Sorry, but welcome to married life. She doesn't like your recliner either. You can either 
A) Shut up and do what she says, or 
2) Argue with her, have a big fight, don't speak to each other for a few days, apologize, then shut up and do what she says


----------



## jake337 (Feb 22, 2013)

dbvirago said:


> Sorry, but welcome to married life. She doesn't like your recliner either. You can either
> A) Shut up and do what she says, or
> 2) Argue with her, have a big fight, don't speak to each other for a few days, apologize, then shut up and do what she says



Or find someone who is comfortable with who you are, and what you do, as a person instead.


----------



## The_Traveler (Feb 22, 2013)

Marriage should be between adults who recognize their own mistakes and weaknesses and try to protect the spouse from the ramifications of those failings.

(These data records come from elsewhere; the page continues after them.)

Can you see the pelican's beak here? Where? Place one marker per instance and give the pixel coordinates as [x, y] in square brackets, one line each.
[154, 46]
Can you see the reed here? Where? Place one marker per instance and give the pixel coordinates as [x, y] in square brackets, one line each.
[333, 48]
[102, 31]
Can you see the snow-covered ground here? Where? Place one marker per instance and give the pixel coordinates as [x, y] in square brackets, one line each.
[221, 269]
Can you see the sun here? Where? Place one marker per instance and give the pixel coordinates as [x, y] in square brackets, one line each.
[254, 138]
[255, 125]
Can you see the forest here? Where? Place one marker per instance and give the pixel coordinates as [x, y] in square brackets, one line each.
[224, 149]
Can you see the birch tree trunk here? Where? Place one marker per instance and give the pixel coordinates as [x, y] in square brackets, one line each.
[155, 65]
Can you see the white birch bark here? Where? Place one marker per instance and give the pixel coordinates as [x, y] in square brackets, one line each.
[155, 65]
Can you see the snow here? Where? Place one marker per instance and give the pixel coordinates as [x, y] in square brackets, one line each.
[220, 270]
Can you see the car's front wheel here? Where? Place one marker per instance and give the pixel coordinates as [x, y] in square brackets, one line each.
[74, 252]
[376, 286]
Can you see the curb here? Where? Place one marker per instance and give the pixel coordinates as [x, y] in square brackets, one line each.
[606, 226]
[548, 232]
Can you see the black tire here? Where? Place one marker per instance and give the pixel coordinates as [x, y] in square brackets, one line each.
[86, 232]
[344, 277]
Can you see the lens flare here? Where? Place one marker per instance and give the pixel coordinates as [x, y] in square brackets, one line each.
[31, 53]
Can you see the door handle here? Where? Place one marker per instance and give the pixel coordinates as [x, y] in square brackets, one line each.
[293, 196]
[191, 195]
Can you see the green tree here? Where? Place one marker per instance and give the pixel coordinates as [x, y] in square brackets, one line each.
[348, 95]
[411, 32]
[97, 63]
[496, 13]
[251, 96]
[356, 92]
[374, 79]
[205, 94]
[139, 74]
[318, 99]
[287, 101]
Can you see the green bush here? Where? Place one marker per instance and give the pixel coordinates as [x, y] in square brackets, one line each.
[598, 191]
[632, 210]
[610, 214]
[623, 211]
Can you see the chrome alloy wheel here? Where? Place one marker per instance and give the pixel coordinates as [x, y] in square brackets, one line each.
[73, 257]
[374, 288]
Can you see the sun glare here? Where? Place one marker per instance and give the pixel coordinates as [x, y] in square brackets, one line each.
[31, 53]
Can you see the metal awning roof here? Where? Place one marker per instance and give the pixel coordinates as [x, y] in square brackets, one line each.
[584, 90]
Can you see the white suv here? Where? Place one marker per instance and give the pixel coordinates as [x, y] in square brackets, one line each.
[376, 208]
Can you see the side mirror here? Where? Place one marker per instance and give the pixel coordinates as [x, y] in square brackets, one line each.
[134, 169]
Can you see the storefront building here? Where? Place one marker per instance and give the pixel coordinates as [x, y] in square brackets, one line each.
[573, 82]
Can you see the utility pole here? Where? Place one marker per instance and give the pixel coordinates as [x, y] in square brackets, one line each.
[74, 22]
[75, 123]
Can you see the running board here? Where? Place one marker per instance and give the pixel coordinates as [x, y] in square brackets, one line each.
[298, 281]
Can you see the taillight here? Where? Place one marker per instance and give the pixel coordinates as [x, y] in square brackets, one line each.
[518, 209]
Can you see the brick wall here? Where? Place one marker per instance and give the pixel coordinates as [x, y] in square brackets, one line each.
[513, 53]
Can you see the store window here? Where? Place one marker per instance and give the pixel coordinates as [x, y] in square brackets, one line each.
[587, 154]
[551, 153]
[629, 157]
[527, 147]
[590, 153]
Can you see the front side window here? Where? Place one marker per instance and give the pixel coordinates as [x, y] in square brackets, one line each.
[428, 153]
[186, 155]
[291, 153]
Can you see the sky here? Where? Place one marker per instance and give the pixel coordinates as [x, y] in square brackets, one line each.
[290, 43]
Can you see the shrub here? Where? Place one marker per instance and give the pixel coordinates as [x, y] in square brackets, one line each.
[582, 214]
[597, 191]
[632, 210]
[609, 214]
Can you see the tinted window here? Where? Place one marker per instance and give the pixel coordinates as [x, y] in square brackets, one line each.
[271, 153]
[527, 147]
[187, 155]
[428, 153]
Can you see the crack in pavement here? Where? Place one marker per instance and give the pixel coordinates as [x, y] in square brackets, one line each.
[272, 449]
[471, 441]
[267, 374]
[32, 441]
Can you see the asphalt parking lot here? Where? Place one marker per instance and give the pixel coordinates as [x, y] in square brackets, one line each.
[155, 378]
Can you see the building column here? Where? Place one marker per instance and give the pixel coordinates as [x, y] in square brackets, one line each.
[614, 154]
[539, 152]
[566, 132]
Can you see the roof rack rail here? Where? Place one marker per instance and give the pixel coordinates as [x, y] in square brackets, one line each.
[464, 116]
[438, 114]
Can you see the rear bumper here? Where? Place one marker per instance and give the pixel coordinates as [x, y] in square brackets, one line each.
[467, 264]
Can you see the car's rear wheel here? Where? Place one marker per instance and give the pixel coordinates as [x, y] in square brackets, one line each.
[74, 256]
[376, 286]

If there are no sexual undertones in what you are doing and your spouse she recognizes it is her problem but is helpless for now to do anything, it would be a loving thing to give it up until she is OK, 
She should not be badgering you into quitting something you love and she shouldn't even be asking, 

In a good relationship, both of you should recognize the situation and choose the course of action that will be the best for the couple - for now.


----------



## Mully (Feb 22, 2013)

LOL ^^^^^^^^ Maybe in Asia


----------



## JacaRanda (Feb 22, 2013)

jake337 said:


> dbvirago said:
> 
> 
> > Sorry, but welcome to married life. She doesn't like your recliner either. You can either
> ...



Quadruple Like!


----------



## PagesPhotography (Feb 22, 2013)

ghache said:


> You are getting married and now have choices to make.
> 
> *Why are you shooting nudes? especially with starting models who are building portfolios? professionally what this is bringing you exactly? are you getting paid to do it?* is it your job or you're having a simple pleasure of shooting young naked girls? it also depends what type of work you are doing...ive seen so many bad work being done from photographer shooting nudes on modelmayhem its unavailable and i sometimes wonder why they do it..
> 
> obviously, you asked her to marry you, be ready to give some away, its only the tip of the iceberg because, if shes starting to change her mind like this, you are in for a good trip...



i think this is important. But you certainly have a tough choice to make.


----------



## Bitter Jeweler (Feb 22, 2013)

Yeah. 

If you don't mind giving it up...get married . She is more important to you.
if you don't want to give it up...don't get married. It is more important than her, and she will never let you forget it.

If she knew about it beforehand, and didn't have a problem, and NOW it's a problem. RED FLAG! 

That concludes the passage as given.